The total comments on ask posts:  94986
The average number of comments on ask posts:  13.744175951381855


In [26]:
total_show_comments = 0
for row in show_posts:
    num_comments = int(row[4])
    total_show_comments += num_comments
    
avg_show_comments = total_show_comments/len(show_posts)

print('The total comments on show posts: ', total_show_comments)
print('The average number of comments on show posts: ', avg_show_comments)

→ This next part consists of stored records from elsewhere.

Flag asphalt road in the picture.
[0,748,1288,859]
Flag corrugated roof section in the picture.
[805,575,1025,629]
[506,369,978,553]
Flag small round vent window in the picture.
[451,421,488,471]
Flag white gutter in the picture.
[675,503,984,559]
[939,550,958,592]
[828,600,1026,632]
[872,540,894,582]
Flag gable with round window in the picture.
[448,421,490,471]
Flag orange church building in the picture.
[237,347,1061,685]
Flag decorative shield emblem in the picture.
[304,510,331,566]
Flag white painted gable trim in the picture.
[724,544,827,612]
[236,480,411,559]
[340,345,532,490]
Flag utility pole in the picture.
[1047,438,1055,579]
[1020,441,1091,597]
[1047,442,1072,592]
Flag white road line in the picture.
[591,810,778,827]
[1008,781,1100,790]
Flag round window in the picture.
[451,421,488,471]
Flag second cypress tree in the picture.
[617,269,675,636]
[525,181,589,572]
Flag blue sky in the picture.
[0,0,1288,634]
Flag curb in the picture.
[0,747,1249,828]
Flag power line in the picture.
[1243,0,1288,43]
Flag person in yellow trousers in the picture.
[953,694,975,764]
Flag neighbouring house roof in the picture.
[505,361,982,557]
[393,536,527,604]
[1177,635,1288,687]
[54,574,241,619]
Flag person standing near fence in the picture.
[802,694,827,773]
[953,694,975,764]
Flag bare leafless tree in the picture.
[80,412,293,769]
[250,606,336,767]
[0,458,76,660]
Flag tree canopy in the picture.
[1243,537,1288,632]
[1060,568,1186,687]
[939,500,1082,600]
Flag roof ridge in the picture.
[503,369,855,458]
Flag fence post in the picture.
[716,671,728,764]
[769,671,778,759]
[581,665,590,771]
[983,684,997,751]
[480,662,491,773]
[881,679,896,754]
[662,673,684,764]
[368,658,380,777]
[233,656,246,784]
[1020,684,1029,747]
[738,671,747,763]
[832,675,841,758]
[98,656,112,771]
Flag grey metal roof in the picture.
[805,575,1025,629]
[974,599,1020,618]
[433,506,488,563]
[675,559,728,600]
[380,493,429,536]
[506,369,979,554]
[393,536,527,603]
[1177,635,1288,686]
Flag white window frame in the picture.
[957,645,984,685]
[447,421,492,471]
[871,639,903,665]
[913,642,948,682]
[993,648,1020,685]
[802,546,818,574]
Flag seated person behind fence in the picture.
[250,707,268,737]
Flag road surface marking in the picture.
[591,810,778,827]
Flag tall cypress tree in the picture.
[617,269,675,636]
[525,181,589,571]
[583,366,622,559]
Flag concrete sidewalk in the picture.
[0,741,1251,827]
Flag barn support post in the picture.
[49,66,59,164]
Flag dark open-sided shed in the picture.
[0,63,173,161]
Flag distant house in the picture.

The total comments on show posts:  49633
The average number of comments on show posts:  9.810832180272781


**According to the above analysis:** 
  - It is seen that ask posts receive more comments than show posts. 

In [27]:
import datetime as dt

In [28]:
result_list = []
for row in ask_posts:
    temp = [row[6], int(row[4])]
    result_list.append(temp)

Next, we'll use these two dictionaries to calculate the average number of comments for posts created during each hour of the day.

In [29]:
counts_by_hour = {} #  contains the number of ask posts created during each hour of the day.
comments_by_hour = {} # contains the corresponding number of comments ask posts created at each hour received.

for row in result_list:
    date, time = row[0].split()
    
    hour, minutes = time.split(':') 
    month, day, year = date.split('/')
    date = dt.datetime(int(year), int(month),int(day))
    #date = datetime.strftime()
    if hour not in counts_by_hour.keys(): 
        counts_by_hour[hour] = 1
        comments_by_hour[hour] = row[1]
    else: 
        counts_by_hour[hour] += 1
        comments_by_hour[hour] += row[1]

We calculated the average number of comments for posts created during each hour of the day, and stored the results in a list of lists named avg_by_hour.

In [30]:
avg_by_hour = []
for hour, count in counts_by_hour.items():
    avg_by_hour.append([hour,comments_by_hour[hour]/count])
print(avg_by_hour)

[['2', 13.198237885462555], ['1', 9.367713004484305], ['22', 11.749128919860627], ['21', 11.056511056511056], ['19', 9.414285714285715], ['17', 13.73019801980198], ['15', 39.66809421841542], ['14', 13.153439153439153], ['13', 22.2239263803681], ['11', 11.143426294820717], ['10', 13.757990867579908], ['9', 8.392045454545455], ['7', 10.095541401273886], ['3', 10.160377358490566], ['16', 10.76144578313253], ['8', 12.43157894736842], ['0', 9.857142857142858], ['23', 8.322463768115941], ['20', 11.38265306122449], ['18', 10.789823008849558], ['12', 15.452554744525548], ['4', 12.688172043010752], ['6', 9.017045454545455], ['5', 11.139393939393939]]


In [31]:
swap_avg_by_hour = []
for row in avg_by_hour:
    swap_avg_by_hour.append([row[1],row[0]])
sorted_swap = sorted(swap_avg_by_hour,  reverse = True)

In [33]:
sorted_swap

[[39.66809421841542, '15'],
 [22.2239263803681, '13'],
 [15.452554744525548, '12'],
 [13.757990867579908, '10'],
 [13.73019801980198, '17'],
 [13.198237885462555, '2'],
 [13.153439153439153, '14'],
 [12.688172043010752, '4'],
 [12.43157894736842, '8'],
 [11.749128919860627, '22'],
 [11.38265306122449, '20'],
 [11.143426294820717, '11'],
 [11.139393939393939, '5'],
 [11.056511056511056, '21'],
 [10.789823008849558, '18'],
 [10.76144578313253, '16'],
 [10.160377358490566, '3'],
 [10.095541401273886, '7'],
 [9.857142857142858, '0'],
 [9.414285714285715, '19'],
 [9.367713004484305, '1'],
 [9.017045454545455, '6'],
 [8.392045454545455, '9'],
 [8.322463768115941, '23']]

In [32]:
print('Top 5 Hours for Ask Posts Comments:')    
for value in sorted_swap[:5]:
    time = dt.datetime.strptime(value[1] + ':00',"%H:%M")
    a = time.strftime("%H:%M")
    string = '{}: {:.2f} average comments per post'
    print(string.format(a, value[0]))

Top 5 Hours for Ask Posts Comments:
15:00: 39.67 average comments per post
13:00: 22.22 average comments per post
12:00: 15.45 average comments per post
10:00: 13.76 average comments per post
17:00: 13.73 average comments per post


**According to above the analysis:**
 - 13:00 and 15:00 are the time frames that you should create your ask post because of the highest number of receiving comments, especially at the 15:00 time frame. By contrast, you need to avoid posting at the 9:00 and 23:00 time frames.
 
 -  Moreover, this dataset was collected in the US, so if you want to create the ask post when you live in Viet Nam, the most suitable time frame is 2:00.